The reason for this odd discrepancy, perhaps, is that the policy prescriptions are far worse than the disease discussed by capitalism’s conservative critics. For example, intellectually serious commentators must grapple with the unintended consequences of 100% transaction taxes, which are bound to fall on workers and consumers caught up in a buyout. One analysis of Warren’s Stop Wall Street Looting Act found that it would result in up to 26 million lost jobs, hundreds of billions of dollars in lost tax revenue, and up to $1.7 billion in lost returns for public pension funds. Similarly, advocates of a friendlier (i.e. not vulture) capitalism are likely to take issue with strict Dodd-Frank regulations which have been anything but friendly toward small banks.

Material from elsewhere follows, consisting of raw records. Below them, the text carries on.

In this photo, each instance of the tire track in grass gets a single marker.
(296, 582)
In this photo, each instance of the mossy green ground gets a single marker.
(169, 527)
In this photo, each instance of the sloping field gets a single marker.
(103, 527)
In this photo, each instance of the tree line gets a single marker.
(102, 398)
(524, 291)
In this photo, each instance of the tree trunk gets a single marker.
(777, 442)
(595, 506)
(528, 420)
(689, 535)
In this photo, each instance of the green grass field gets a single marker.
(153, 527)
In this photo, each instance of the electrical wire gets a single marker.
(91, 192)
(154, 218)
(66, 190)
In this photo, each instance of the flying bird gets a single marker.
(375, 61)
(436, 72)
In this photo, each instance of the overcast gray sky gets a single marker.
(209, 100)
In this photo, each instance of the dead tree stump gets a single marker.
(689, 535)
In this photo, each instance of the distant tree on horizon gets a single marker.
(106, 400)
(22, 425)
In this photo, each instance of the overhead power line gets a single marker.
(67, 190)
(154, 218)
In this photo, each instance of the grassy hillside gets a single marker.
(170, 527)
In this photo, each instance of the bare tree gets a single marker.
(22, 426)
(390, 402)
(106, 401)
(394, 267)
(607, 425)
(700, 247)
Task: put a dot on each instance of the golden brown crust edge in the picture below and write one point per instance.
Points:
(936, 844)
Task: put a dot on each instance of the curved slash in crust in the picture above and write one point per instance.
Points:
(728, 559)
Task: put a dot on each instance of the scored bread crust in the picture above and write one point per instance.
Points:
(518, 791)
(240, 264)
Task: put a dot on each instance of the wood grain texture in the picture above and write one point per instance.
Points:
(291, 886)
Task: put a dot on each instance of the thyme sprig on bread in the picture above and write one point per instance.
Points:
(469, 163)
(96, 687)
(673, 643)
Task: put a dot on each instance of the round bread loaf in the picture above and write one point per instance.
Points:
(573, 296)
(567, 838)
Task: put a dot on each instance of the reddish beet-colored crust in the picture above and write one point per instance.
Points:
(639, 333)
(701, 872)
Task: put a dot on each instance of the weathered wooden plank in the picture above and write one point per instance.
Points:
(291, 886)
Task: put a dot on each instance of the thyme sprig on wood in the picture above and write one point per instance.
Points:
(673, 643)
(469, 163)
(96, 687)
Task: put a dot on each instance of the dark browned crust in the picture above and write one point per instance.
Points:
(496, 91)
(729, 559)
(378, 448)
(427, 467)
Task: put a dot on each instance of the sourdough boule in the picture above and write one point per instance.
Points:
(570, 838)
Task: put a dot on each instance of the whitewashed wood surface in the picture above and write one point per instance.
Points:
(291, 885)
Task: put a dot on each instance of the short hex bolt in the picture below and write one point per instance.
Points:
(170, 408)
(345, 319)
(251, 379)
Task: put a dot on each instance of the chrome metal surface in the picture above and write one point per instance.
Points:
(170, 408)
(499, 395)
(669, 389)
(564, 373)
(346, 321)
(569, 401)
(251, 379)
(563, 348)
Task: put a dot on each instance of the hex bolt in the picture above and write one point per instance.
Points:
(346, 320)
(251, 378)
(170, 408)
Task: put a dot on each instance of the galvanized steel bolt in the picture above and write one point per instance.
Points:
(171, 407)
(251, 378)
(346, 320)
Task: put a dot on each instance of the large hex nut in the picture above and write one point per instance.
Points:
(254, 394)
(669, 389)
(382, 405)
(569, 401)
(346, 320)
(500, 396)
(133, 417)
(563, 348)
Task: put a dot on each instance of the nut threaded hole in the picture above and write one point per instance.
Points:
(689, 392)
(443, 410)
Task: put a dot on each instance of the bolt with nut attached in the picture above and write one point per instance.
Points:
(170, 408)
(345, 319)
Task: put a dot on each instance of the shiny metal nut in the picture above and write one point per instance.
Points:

In addition, the optics of conservatives supporting government action are generally abysmal. Take, for example, the recent move by the Labor Department to allow workers holding 401(k)s access to private equity investments. Allowing 401(k) investments into private equity seems like a reasonable policy that allows for greater choice and flexibility in retirement planning, unless you believe that private equity is a large net negative for the economy. Believers in the “coin-flip capitalism” thesis that buyouts can misdirect talent and resources in the economy should logically be opposing this recent regulatory reform, but there’s precious little discussion of policy from conservative critics of private enterprise.
Now, it’s absolutely possible in the future that the populists’ claims will prove correct and buyouts will be destructive. But for now, there’s simply no evidence to support this confident dismissal of buyouts and private equity. In fact, prominent consultancies such as McKinsey & Company suggest that equity has and continues to outperform public markets. If the market’s conservative naysayers so fervently believe the opposite, they should be willing to support Warrenesque “solutions” to these “problems.” Let’s hope that these thinkers come to their senses and reject the tired arguments of the anti-market left.
Ross Marchand is the vice president of policy for the Taxpayers Protection Alliance.